The bill which was passed without any debate or contribution from members, was subsequently referred to the House Committee on Pensions for further legislative action.
Likewise, the House passed the bill for an Act to amend the Pension Reform Act, 2014 to exclude members of the Nigeria Police, Nigerian Security and Civil Defence Corp, Nigeria Customs Service, Nigerian Prison Service, Nigerian Immigration Service and Economic and Financial Crimes Commission from the application of the Contributory Pension Scheme.
Though the implication of the exemption may not be felt in the short-run, but will at no distant future required review for the purpose of ensuring security of the funds for the upkeep of the millions of personnel enrolled in the para-military agencies.

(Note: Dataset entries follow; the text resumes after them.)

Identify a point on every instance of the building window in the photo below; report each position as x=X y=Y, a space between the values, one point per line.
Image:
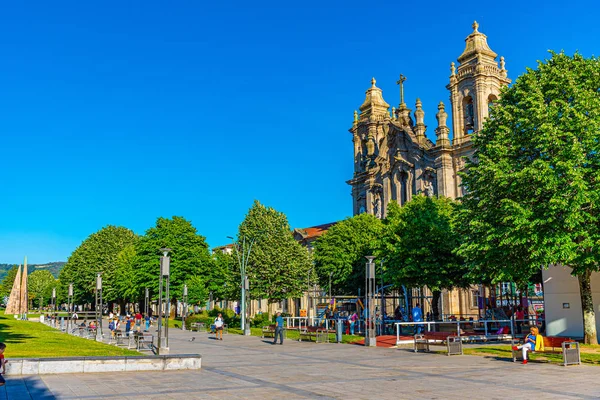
x=474 y=298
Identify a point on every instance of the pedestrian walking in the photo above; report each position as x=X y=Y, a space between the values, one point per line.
x=417 y=315
x=519 y=316
x=219 y=327
x=138 y=321
x=3 y=363
x=147 y=320
x=530 y=343
x=352 y=322
x=278 y=329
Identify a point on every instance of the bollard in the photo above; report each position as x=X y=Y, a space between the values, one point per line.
x=339 y=330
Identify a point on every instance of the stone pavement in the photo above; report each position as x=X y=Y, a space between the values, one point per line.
x=252 y=368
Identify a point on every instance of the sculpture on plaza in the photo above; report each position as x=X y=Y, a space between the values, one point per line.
x=18 y=300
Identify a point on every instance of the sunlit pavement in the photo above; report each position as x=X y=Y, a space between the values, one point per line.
x=253 y=368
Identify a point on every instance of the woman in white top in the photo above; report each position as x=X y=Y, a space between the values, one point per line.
x=219 y=326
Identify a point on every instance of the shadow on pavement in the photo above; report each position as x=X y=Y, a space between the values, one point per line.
x=25 y=387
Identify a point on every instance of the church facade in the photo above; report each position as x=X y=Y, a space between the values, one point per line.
x=393 y=158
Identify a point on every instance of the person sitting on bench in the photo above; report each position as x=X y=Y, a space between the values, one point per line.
x=530 y=342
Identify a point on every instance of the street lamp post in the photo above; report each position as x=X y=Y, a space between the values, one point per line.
x=53 y=300
x=70 y=306
x=54 y=306
x=165 y=261
x=99 y=307
x=370 y=338
x=184 y=306
x=245 y=284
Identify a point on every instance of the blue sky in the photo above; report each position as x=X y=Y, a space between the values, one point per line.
x=118 y=114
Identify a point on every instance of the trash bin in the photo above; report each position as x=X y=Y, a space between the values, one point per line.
x=339 y=329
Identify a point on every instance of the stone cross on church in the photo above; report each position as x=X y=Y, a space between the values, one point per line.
x=394 y=159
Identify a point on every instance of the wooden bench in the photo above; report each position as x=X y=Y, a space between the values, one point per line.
x=555 y=345
x=268 y=331
x=197 y=326
x=312 y=332
x=451 y=341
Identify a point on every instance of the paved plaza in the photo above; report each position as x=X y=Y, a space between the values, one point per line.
x=252 y=368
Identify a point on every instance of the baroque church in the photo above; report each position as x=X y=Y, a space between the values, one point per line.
x=393 y=158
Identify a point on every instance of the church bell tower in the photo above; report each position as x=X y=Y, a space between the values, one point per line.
x=474 y=85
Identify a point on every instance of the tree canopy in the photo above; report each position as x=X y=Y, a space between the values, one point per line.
x=97 y=253
x=533 y=187
x=40 y=285
x=8 y=281
x=340 y=253
x=189 y=255
x=419 y=246
x=278 y=265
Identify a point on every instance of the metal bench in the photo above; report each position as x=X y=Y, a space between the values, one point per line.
x=197 y=326
x=555 y=345
x=268 y=331
x=320 y=334
x=452 y=342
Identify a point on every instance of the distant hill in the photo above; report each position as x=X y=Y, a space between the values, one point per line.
x=53 y=267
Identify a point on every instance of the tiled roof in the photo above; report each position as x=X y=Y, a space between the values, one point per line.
x=314 y=231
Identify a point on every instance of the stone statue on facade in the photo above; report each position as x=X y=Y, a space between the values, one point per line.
x=428 y=190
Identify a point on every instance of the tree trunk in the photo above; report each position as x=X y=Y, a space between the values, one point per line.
x=587 y=308
x=435 y=304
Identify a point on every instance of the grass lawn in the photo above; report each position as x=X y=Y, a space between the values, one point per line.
x=295 y=335
x=590 y=354
x=25 y=339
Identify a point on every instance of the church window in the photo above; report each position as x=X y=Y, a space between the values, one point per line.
x=469 y=114
x=491 y=100
x=474 y=298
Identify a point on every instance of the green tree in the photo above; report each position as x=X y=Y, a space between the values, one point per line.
x=340 y=253
x=532 y=196
x=97 y=253
x=40 y=285
x=189 y=255
x=197 y=290
x=419 y=246
x=225 y=277
x=123 y=276
x=8 y=282
x=278 y=264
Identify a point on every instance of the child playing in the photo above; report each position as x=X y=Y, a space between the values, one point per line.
x=529 y=344
x=3 y=362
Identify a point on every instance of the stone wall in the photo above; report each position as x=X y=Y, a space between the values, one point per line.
x=70 y=365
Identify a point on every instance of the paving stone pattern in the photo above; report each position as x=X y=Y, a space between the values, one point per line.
x=252 y=368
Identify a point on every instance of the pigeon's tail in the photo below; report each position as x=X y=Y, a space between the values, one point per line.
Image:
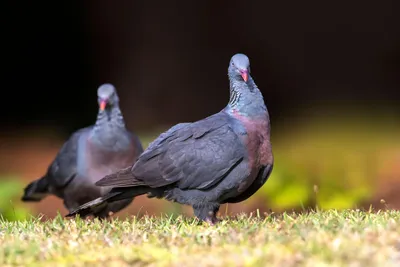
x=36 y=191
x=97 y=205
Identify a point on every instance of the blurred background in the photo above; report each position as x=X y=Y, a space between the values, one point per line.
x=329 y=73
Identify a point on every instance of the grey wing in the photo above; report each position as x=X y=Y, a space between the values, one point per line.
x=194 y=156
x=165 y=135
x=63 y=169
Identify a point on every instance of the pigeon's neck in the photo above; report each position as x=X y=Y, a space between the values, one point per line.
x=246 y=99
x=108 y=128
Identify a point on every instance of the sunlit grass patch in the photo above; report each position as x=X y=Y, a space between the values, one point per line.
x=335 y=238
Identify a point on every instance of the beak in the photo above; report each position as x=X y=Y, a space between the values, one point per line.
x=103 y=104
x=245 y=75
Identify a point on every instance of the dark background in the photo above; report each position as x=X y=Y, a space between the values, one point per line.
x=167 y=56
x=332 y=60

The sad experience from the misappropriated funds of misappropriated billions of Police Pension Funds, for which several investigative hearings were held by the Senate but till date remain inconclusive and the alleged misappropriated funds are yet to be recovered.
If necessary precautions are not taken towards protecting the sanctity of the Pension Reform Act 2014, such flaws may degenerate to civil unrest if the retirees from the paramilitary do not get their entitlements paid in good time.
In line with the legislative practice, after the proposals have passed through Third Reading, the House is expected to transmit them to the Senate for concurrence. If passed without discrepancies, the bills will be sent to the Presidency for assent.